Teen Read Week 2018: Author Chat with Jessica Brody (The Geography Of Lost Things), Plus Giveaway!
Today we're excited to chat with Jessica Brody (The Geography Of Lost Things)
as part of YABC's Teen Read Week!
Read on for more about Jessica, her novel, plus a giveaway!
Meet Jessica Brody!
Jessica Brody is the author of several popular novels for teens and tweens, including The Geography of Lost Things, 52 Reasons to Hate My Father, A Week of Mondays, Better You Than Me, and the Unremembered trilogy. She lives with her husband and four dogs near Portland, Oregon. Visit her online at JessicaBrody.com.
Meet The Geography Of Lost Things!
A lot can happen on the road from lost to found…
Ali Collins doesn’t have room in her life for clutter or complications. So when her estranged father passes away and leaves her his only prized possession—a 1968 Firebird convertible—Ali knows she won’t keep it. Not when it reminds her too much of all her father’s unfulfilled promises. And especially not when a buyer three hundred miles up the Pacific coast is offering enough money for the car to save her childhood home from foreclosure. There’s only one problem, though. Ali has no idea how to drive a stick shift.
But her ex-boyfriend, Nico, does.
The road trip gets off to a horrible start, filled with unexpected detours, roadblocks, and all the uncomfortable tension that comes with being trapped in a car with your ex. But when Nico starts collecting items from the quirky strangers they meet along the way, Ali starts to sense that these objects aren’t random. Somehow they seem to be leading her to an unknown truth about her father. A truth that will finally prove to Ali that some things—even broken things—are worth saving.
~ Interview for Teen Read Week ~
YABC: What book or books were your go-to choice when you were a teen?
Would you believe that I wasn’t a reader as a teen? I know, a writer who’s not a reader! WHAAAA???
I was what they now call a “reluctant reader.” It was hard for me to get into books (I still prefer audiobooks to this day!) and all the books they assigned me to read in school were booo-oooring. I think that turned me off reading all together.
That’s why I’m super conscious about making sure the books I write now are fast-paced short, punchy chapters. Basically the kind of book I might have gravitated toward as a teen.
But I will say there was one author who I did read a teenager and that was Christopher Pike. I loved his super warpy, out-there concepts. I mean, cults, and skulls that turn you into aliens, and being haunted by a Greek goddess? What’s not to love?
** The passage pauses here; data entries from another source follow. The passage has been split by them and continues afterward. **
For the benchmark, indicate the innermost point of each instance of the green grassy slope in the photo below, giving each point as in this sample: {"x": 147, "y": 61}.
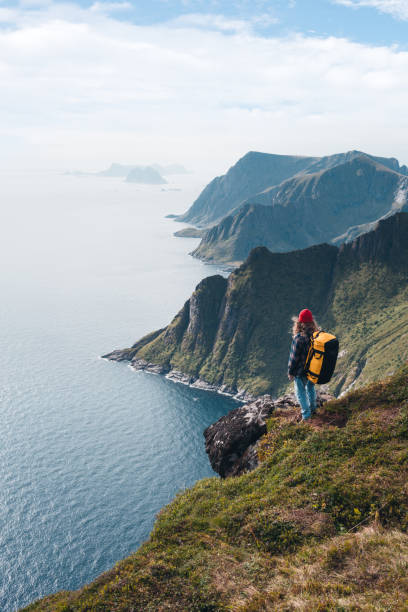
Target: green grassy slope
{"x": 320, "y": 525}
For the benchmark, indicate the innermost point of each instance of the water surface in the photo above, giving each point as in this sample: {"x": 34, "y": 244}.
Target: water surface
{"x": 89, "y": 450}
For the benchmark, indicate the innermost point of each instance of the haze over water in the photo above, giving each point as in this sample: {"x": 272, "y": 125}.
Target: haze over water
{"x": 89, "y": 450}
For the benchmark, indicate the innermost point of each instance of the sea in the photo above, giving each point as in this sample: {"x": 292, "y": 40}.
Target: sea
{"x": 90, "y": 450}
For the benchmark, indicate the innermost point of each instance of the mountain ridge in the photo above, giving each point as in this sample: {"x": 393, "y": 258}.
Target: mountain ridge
{"x": 232, "y": 334}
{"x": 332, "y": 205}
{"x": 255, "y": 172}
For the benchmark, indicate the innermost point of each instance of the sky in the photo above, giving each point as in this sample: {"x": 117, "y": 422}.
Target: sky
{"x": 83, "y": 84}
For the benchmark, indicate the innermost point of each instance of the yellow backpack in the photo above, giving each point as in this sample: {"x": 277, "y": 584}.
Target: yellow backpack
{"x": 321, "y": 358}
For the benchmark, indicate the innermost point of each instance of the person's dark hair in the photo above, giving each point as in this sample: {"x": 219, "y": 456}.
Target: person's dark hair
{"x": 306, "y": 329}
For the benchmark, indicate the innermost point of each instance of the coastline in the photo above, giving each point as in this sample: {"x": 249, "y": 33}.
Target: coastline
{"x": 176, "y": 376}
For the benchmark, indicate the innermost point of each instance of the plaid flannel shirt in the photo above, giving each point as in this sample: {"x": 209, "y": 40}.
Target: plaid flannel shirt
{"x": 298, "y": 355}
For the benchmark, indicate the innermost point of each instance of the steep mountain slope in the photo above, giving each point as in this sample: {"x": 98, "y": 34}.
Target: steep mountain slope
{"x": 329, "y": 205}
{"x": 320, "y": 525}
{"x": 256, "y": 172}
{"x": 233, "y": 333}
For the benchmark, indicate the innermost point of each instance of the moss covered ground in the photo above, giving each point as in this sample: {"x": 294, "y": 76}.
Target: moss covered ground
{"x": 321, "y": 525}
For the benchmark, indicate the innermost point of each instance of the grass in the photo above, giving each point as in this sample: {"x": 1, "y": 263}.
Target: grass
{"x": 320, "y": 525}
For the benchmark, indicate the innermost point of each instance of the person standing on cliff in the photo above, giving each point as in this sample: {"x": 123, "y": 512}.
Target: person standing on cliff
{"x": 303, "y": 327}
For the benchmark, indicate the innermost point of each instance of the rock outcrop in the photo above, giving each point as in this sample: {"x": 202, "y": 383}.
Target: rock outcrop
{"x": 231, "y": 442}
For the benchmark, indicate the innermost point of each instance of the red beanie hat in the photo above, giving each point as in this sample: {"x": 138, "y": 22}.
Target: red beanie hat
{"x": 305, "y": 316}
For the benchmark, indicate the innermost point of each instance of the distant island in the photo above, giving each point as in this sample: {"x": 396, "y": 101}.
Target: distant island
{"x": 152, "y": 174}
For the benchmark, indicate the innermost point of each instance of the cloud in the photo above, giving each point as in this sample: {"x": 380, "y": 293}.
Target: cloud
{"x": 80, "y": 89}
{"x": 209, "y": 21}
{"x": 396, "y": 8}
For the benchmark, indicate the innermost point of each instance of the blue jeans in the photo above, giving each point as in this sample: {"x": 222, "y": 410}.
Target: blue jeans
{"x": 306, "y": 395}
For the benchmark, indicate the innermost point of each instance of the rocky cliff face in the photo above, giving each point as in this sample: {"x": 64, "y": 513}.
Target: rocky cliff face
{"x": 232, "y": 334}
{"x": 331, "y": 205}
{"x": 256, "y": 172}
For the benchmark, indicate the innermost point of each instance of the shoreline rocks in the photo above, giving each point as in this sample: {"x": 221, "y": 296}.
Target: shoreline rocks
{"x": 176, "y": 376}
YABC: Was there a class in high school that you wished you had paid closer attention to and why?
Probably any English class. I was a total math nerd. (I know, another shocker.) I actually majored in Economics in college (see answer above about not being a reader!) But because I wasn’t a reader as teen, I feel like I missed out on a lot of great books (I shamefully read a lot of cliff notes. Sorry, Mr. Larson, my 10th Grade English Teacher!) I’m now discovering a lot of those books as an adult which is great (like, hello? I do not remember The Grapes of Wrath being this compelling as a teen!) But, I do believe we are all on our own journeys for a purpose, so clearly I was meant to be a late reader for some reason!
YABC: What advice would you give teens who might want to be a writer?
Don’t be afraid to write badly. All writers have awful first drafts. That’s why they’re called first drafts. Sometimes you have to just get through the story before you can make it pretty. I think a lot of new authors quit halfway through the book because they’re afraid that it’s not good. The first draft won’t be good. Accept that and keep going! Just finish it and fix it later. The hardest part about writing a book is getting to that last page. Or, like I always say, “Don't be afraid to write crap because crap makes great fertilizer.”
YABC: What 3 YA books would you love to recommend to our readers?
There are SO many books I love to recommend, but here are three that I don’t think get enough attention, for whatever reason. So you may not have heard of them…but you SHOULD!
Not After Everything by Michelle Levy (contemporary)
This Raging Light by Estelle Laure (contemporary)
Free to Fall by Lauren Miller (sci-fi)
The Geography Of Lost Things
By: Jessica Brody
Publisher: Simon Pulse
Release Date: October 2nd, 2018
The cover is attractive and I believe YA Readers will enjoy the storyline. Thank you for sharing the book and good luck with it.